Losing Ugly

18 Apr

Sometimes I catch a glimpse of myself in the mirror and I am surprised at who I am. My face is full, not fat or anything, but full. I used to be so narrow, wispy, like there was nothing to me. For so long, I  felt so awkward and one dimensional. I was tall and tripped over my large feet. My hair was stringy and flat. I didn’t have a personality to help anything, I didn’t talk to people. I was shy and afraid. I felt ugly. So ugly. I never once thought I was pretty until a boy told me when I was fourteen. Even then, it was hard to believe.

It takes a long time to lose ugly.

Soon, I suppose I will reach the time where I will have been an adult longer then I have been a child. But for now, my adolescence still feels closer then my new found adulthood.

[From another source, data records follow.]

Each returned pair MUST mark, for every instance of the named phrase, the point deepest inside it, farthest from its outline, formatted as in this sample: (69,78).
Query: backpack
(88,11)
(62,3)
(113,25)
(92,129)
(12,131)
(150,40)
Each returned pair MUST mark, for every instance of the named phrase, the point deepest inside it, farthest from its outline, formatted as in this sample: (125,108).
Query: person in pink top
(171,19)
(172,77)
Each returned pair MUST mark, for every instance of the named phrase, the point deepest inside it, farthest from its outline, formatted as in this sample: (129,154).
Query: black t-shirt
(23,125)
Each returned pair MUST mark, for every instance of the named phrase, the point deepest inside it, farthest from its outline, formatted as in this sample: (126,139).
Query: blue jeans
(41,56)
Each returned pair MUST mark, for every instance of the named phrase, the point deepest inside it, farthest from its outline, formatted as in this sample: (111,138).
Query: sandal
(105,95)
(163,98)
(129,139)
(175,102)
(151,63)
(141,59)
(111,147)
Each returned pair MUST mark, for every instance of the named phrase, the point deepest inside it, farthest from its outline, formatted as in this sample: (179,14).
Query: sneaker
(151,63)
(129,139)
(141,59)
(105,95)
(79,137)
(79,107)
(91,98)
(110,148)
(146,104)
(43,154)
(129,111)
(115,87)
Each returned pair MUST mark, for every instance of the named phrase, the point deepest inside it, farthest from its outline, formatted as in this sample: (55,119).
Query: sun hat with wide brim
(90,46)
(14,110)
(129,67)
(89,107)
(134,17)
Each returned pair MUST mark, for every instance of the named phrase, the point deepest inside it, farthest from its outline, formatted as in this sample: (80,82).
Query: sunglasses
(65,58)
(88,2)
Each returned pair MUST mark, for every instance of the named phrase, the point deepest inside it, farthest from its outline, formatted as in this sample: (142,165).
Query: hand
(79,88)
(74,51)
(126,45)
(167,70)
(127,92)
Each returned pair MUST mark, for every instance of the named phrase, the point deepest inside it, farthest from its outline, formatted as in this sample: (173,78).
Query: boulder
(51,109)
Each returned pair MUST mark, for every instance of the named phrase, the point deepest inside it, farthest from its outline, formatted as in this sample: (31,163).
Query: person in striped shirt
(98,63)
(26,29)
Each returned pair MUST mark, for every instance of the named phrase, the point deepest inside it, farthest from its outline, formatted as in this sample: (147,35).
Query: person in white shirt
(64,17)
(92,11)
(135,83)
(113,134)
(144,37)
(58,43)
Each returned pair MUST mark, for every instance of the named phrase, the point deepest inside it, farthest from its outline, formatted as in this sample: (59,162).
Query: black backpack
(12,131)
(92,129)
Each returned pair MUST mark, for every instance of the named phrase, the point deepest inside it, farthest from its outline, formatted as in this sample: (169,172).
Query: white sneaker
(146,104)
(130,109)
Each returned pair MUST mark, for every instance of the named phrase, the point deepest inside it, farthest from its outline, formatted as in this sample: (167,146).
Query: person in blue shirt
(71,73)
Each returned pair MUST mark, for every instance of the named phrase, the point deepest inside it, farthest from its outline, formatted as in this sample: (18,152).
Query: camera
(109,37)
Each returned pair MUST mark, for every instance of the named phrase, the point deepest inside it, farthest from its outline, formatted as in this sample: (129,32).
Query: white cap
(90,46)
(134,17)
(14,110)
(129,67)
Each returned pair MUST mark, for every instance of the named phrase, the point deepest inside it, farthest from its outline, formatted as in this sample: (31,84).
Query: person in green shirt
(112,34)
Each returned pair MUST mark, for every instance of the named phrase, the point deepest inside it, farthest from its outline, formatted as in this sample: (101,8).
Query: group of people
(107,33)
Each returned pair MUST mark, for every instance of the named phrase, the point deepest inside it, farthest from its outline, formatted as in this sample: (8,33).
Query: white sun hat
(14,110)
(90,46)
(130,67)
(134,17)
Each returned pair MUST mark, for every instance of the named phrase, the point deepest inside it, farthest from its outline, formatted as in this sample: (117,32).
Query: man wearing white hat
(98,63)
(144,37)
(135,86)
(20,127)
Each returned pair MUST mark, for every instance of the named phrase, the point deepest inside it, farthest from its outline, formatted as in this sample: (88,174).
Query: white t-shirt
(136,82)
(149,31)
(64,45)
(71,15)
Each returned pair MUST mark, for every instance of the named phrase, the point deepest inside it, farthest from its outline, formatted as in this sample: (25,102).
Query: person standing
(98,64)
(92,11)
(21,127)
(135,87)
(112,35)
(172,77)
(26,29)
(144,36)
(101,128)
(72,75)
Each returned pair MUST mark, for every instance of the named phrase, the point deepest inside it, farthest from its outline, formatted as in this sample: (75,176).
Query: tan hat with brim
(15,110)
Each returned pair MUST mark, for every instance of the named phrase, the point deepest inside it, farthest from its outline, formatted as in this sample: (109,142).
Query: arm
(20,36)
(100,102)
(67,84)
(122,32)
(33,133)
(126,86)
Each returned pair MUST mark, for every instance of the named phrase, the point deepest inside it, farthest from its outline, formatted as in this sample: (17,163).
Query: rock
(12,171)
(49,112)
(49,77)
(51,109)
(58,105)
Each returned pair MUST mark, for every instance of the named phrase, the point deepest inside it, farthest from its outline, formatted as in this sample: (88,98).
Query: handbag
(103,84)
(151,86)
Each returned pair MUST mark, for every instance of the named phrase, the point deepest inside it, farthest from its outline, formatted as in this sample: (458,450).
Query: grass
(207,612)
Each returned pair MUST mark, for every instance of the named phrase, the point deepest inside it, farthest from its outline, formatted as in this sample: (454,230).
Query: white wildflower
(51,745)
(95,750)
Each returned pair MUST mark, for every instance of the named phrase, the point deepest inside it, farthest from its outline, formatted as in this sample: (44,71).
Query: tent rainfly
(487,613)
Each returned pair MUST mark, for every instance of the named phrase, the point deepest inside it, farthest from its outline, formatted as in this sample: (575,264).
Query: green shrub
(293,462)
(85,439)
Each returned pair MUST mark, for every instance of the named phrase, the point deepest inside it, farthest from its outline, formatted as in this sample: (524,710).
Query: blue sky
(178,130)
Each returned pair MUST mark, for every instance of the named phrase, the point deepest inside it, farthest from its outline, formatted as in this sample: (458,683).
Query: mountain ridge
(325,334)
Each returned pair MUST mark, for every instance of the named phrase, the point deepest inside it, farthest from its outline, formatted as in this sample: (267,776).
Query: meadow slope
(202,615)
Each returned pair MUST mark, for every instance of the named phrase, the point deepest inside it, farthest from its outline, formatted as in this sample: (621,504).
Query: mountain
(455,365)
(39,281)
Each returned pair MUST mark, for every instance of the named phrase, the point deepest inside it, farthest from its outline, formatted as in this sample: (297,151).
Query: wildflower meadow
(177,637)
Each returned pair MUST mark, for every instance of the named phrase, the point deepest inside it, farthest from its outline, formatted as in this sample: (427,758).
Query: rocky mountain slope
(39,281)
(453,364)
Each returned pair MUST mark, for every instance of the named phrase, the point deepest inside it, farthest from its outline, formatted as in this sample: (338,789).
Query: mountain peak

Some mornings it is hard to face the world, hard to face yourself in the mirror. Old Ugly comes out to pester you. When she’s around, It seems impossible not notice every flaw and every imperfection is magnified by her mockery. You try to scare her away with make up and fake self- confidence talks,  but still she is there creeping over your shoulder, always complaining, never satisfied.

And she loves to get you to compare yourself  to every one else.

You’ve seen the Dove tranformation video. You know beauty lies inside, but it’s so hard to see that at times when that one woman ________ seems so nauseatingly perfect, and you begin to fall for the ancient lie that if only you have the skin/hair/eyes/bubbly personality of _________, then life would be grand.

This is nothing but a recipe for a gross cycle of misery.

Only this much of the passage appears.